Playwright and actor Uldis Siliņš (of the Sydney Latvian Theatre) contributes his memoir of the late JG theatre editor Spodris Klauverts. Siliņš recounts several incidents that help to explain why, in spite of his irreplaceable contribution to the Latvian cultural life of Australia, Klauverts made enemies who were able to label him a Communist sympathizer without any factual basis for this label, and thus alienated a large segment of Australia's Latvian community from him.

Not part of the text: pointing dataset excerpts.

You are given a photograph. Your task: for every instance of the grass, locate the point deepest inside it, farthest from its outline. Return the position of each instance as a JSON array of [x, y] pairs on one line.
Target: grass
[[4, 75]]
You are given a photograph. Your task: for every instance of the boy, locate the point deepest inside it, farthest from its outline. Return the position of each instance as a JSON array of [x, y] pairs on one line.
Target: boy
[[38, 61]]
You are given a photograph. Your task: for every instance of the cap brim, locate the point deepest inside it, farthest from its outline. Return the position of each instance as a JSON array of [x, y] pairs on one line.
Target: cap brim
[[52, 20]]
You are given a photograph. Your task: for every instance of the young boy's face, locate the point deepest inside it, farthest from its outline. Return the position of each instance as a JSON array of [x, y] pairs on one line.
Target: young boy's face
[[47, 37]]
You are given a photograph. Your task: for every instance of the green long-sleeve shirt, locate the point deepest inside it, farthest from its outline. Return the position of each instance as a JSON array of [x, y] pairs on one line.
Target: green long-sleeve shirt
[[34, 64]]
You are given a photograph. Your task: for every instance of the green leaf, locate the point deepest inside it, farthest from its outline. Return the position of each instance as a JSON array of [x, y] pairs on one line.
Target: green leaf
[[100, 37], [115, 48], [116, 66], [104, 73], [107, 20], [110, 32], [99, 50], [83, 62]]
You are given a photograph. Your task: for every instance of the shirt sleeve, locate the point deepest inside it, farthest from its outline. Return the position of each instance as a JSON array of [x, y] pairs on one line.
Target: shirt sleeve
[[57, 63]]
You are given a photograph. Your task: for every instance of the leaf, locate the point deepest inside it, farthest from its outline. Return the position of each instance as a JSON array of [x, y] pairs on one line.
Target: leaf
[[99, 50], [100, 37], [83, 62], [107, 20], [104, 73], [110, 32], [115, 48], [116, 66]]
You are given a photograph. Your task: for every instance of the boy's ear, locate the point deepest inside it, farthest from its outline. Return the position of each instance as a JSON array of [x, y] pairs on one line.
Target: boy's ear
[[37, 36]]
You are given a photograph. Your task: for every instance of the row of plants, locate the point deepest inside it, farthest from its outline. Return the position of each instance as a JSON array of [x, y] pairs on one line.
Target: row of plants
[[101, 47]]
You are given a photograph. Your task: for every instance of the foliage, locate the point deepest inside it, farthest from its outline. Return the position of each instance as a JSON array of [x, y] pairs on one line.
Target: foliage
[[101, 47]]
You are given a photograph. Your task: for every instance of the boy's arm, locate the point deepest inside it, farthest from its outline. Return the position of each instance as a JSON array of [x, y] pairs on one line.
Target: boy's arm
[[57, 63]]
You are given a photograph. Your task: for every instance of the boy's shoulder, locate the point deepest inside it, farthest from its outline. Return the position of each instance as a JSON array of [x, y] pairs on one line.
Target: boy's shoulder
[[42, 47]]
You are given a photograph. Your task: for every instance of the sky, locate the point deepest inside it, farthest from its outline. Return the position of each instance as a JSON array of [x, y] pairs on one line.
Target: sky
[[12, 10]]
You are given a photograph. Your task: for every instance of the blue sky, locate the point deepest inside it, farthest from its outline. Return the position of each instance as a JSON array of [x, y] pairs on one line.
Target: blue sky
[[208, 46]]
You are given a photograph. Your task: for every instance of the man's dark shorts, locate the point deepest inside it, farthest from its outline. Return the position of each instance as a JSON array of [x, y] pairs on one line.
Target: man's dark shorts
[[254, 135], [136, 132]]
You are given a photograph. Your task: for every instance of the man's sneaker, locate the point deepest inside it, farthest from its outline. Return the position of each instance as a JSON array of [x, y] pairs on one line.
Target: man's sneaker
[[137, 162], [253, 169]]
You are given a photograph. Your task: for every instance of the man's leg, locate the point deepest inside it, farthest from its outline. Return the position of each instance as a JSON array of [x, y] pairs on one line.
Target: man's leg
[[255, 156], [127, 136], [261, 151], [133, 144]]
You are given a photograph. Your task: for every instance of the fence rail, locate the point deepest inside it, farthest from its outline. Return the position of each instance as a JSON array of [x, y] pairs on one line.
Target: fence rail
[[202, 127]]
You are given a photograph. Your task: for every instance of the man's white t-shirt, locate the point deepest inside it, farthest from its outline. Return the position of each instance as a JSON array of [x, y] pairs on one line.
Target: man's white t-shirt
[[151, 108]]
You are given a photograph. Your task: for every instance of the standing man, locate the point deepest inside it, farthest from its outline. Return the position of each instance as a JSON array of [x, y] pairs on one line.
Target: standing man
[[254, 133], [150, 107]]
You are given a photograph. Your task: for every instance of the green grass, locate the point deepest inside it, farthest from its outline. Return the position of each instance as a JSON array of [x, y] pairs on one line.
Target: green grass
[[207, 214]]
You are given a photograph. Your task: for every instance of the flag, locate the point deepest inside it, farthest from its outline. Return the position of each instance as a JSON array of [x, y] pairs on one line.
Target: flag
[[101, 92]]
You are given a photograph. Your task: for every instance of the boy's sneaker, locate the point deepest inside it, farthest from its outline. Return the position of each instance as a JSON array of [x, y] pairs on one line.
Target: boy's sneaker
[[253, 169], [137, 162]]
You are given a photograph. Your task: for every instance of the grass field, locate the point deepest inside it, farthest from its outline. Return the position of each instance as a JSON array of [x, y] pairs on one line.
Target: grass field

Laimonis Mieriņš appears frequently in the pages of JG as a contributor of arts reviews and annual synopses of the visual arts in Latvia. Mieriņš himself is an artist worthy of note, and Nikolajs Bulmanis has devoted an essay to his work. The two main themes of Mieriņš' work have been the chevron in his painting, and drawings of the female nude. Several of Mieriņš' works have been reproduced with the essay. Bulmanis' regular art column contains an obituary of the iconoclastic art impresario Valdis Āboliņš (1939-1984). Āboliņš was personally known for his well-defended leftist political views and his flamboyant appearance, while the exhibits he organized were governed by one criterion only: quality. Āboliņš also organized Maija Tabaka's first exhibition in West Berlin.
Andris Kārkliņš, better known as flamenco guitarist Andres el Leton, has now visited Rīga twice and his concerts there have been very well-received. JG presents an interview with Kārkliņš about his most recent visit. It is difficult to do justice to Kārkliņš, both as a musician and as a person, in this small space, but his irrepressible warmth and optimism shine through the interview, even though some of his opinions may raise as many eyebrows in Rīga as among conservative exile Latvians.
Two of our editors who regularly upset conservative Latvians, Andrievs Ezergailis and Tālivaldis Ķiķauka, again contribute their thoughts to this issue. Ezergailis deplores the misinterpretation and falsification of Latvian history by all elements of the Latvian political spectrum, while Ķiķauka regrets the increasing polarization of the Latvian exile community into "left" and "right", young and old. He calls upon Latvians to develop new standards of toleration and trust before we shut each other out of existence completely.
Our series on the future of nationalism continues with Freds Z. Launags' rebuttal of J. Purviņš Jurjāns' views, which began the series in JG 145, while our editor Laimonis Zandbergs contributes a brief look at two Latvian athletes, Jānis Dāliņš and Jānis Dimza, who participated in the 1932 Olympiad in Los Angeles. Those twenty Latvians who hoped to participate in the 1984 Olympics will have to remain at home this year, because the Olympics have become just another weapon in the international political jousting arena.
The cover is by Voldemārs Avens, and there are two cartoons one by Māris Bišofs and the other one by Ansis Reinhards.